Moreover, the data – which have finally started to appear prominently in public – reinforce Marchionne’s claim. Every vehicle producer operating in Mexico exports the overwhelming share of its output – for Fiat Chrysler, it was 94 percent in 2014. And last year, some 77 percent of the cars exported by these companies from Mexico were sold in the United States.

These statistics also thoroughly debunk another explanation made – more recently – for corporate auto investment in Mexico. That it’s lured south of the border because Mexico has so many trade agreements with countries aside from the United States. In fact, these deals have been described as achievements that make Mexico a more attractive vehicle export platform than the United States itself. But apparently, the companies themselves haven’t gotten the word.

Finally, it’s crucial to point out that the automotive industry in Mexico isn’t just any old industry, or any old export industry. It comprises fully six percent of the country’s gross domestic product and 18 percent of its manufacturing production – making it the country’s second largest economic sector (after food processing). And P.S. – it’s the country’s biggest generator of foreign reserves, topping even oil.

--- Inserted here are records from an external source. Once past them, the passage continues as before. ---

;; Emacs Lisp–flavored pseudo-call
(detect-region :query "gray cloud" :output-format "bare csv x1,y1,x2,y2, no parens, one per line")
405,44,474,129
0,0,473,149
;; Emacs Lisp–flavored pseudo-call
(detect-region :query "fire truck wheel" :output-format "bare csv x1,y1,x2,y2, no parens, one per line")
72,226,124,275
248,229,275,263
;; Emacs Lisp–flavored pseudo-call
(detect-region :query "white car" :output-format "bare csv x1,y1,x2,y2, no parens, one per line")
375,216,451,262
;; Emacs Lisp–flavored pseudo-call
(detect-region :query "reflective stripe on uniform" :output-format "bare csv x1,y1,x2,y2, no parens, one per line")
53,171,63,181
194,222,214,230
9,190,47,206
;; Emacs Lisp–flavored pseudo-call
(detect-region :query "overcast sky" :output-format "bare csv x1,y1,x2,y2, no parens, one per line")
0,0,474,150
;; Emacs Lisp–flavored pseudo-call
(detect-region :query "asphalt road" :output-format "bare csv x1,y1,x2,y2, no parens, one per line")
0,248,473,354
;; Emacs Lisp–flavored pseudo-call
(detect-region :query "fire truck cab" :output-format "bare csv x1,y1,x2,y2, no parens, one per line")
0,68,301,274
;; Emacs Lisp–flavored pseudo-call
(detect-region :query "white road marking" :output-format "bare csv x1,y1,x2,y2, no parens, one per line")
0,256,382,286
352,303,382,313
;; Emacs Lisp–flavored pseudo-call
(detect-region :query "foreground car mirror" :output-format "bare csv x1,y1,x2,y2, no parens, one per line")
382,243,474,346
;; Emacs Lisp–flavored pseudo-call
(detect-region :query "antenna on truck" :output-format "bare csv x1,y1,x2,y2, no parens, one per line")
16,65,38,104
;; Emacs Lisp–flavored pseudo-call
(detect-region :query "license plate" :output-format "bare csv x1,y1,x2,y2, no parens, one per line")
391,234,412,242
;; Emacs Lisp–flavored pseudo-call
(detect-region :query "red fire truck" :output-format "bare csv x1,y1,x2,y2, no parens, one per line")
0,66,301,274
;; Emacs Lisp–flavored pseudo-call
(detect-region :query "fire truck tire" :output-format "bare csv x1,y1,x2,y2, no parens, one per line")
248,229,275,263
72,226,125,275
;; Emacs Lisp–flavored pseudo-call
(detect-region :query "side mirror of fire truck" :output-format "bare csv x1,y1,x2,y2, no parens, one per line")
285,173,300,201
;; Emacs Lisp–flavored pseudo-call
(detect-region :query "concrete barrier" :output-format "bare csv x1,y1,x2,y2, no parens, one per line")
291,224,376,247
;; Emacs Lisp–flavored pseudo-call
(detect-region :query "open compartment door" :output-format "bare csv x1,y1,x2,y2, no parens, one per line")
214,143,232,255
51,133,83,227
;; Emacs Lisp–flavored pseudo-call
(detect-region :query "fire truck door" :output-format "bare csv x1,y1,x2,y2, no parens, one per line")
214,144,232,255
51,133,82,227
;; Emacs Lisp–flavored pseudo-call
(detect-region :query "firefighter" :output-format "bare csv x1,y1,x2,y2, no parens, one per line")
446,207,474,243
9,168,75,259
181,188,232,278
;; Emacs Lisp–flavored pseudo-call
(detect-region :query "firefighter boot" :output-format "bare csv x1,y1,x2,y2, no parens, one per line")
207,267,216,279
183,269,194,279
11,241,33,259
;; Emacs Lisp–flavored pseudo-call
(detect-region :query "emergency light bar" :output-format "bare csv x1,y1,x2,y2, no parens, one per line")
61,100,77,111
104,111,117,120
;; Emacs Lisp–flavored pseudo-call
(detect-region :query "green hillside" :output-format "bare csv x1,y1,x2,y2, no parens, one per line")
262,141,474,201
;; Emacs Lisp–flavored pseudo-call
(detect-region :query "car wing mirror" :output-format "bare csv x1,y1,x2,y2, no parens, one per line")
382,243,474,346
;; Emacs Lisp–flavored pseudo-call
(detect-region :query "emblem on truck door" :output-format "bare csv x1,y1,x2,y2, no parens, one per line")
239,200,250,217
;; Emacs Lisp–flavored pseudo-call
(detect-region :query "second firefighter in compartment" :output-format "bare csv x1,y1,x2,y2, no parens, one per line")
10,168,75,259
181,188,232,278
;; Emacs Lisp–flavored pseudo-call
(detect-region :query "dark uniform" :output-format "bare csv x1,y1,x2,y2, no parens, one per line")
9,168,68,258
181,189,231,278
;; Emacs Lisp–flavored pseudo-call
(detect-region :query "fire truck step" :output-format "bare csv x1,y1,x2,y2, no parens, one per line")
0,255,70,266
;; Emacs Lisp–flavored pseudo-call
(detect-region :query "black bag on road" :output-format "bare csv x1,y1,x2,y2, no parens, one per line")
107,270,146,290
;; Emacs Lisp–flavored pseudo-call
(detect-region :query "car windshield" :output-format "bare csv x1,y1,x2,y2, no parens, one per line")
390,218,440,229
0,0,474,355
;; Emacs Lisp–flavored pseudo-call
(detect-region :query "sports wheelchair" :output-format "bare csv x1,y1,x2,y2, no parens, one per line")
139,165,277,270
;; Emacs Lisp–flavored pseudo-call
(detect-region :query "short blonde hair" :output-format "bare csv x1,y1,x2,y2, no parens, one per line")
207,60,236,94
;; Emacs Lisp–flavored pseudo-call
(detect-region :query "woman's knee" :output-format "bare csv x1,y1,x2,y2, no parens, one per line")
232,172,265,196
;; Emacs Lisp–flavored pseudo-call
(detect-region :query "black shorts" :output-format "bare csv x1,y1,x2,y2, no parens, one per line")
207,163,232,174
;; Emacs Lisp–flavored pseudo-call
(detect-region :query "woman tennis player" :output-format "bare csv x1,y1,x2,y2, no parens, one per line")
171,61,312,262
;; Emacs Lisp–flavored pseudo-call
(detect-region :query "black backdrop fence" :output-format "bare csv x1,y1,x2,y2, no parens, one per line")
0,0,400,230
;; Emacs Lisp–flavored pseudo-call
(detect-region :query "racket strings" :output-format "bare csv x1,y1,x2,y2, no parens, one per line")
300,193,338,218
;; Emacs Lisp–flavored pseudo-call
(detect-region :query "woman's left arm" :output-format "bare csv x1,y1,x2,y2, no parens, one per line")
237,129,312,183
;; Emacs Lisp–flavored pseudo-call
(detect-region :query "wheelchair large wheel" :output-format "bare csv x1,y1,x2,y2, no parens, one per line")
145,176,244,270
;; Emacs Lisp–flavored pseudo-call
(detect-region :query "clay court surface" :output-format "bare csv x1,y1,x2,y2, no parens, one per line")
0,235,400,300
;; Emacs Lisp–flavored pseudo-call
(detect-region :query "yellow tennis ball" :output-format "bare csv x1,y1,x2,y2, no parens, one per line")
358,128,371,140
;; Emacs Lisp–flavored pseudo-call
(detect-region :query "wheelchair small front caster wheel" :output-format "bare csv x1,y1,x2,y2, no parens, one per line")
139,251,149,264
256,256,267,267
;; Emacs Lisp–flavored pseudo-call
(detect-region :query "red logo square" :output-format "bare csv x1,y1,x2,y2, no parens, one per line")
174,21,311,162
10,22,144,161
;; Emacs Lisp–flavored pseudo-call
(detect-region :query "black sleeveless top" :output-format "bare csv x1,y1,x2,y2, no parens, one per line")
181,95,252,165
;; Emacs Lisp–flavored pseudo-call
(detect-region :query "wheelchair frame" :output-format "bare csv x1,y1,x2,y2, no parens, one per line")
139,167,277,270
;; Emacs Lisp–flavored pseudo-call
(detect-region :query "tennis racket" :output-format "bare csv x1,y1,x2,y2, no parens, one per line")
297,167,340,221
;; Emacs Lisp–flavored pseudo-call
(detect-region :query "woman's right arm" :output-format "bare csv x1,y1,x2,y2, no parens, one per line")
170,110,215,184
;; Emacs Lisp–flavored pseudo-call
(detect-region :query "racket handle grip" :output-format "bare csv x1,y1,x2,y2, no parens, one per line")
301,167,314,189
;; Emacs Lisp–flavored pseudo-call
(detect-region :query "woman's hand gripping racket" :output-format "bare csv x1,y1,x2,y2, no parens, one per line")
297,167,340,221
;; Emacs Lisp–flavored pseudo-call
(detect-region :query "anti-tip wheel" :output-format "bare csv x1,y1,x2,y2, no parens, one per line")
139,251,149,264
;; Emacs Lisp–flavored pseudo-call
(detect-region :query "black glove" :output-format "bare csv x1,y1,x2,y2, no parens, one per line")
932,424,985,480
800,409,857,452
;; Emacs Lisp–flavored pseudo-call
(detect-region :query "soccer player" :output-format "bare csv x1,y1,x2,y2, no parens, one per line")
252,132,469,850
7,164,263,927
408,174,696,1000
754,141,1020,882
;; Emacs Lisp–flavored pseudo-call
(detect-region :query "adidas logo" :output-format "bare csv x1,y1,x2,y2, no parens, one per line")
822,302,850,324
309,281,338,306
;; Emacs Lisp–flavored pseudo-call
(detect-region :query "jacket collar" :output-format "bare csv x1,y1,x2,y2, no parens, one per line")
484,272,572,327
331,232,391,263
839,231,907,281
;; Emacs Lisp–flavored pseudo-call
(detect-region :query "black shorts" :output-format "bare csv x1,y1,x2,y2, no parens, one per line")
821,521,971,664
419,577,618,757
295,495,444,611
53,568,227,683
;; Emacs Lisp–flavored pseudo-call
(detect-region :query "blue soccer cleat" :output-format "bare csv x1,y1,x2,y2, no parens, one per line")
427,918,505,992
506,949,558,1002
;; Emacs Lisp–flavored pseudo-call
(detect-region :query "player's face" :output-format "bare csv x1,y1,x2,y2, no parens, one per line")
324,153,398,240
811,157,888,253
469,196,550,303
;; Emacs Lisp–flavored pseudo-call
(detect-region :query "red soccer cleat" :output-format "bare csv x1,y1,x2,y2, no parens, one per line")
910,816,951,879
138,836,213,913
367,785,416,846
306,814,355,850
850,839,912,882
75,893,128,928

Of course, many legitimate questions surround the issues of Mr. Trump’s trade policy plans and his ambition to reshore big chunks of manufacturing. But there can be no legitimate questions left regarding his contention that U.S. tariffs would devastate the paramount incentive businesses have been receiving since NAFTA went into effect to set up operations in Mexico. Anyone doubting that nearly all have been targeted at the U.S. market must either be unable to read – or unwilling.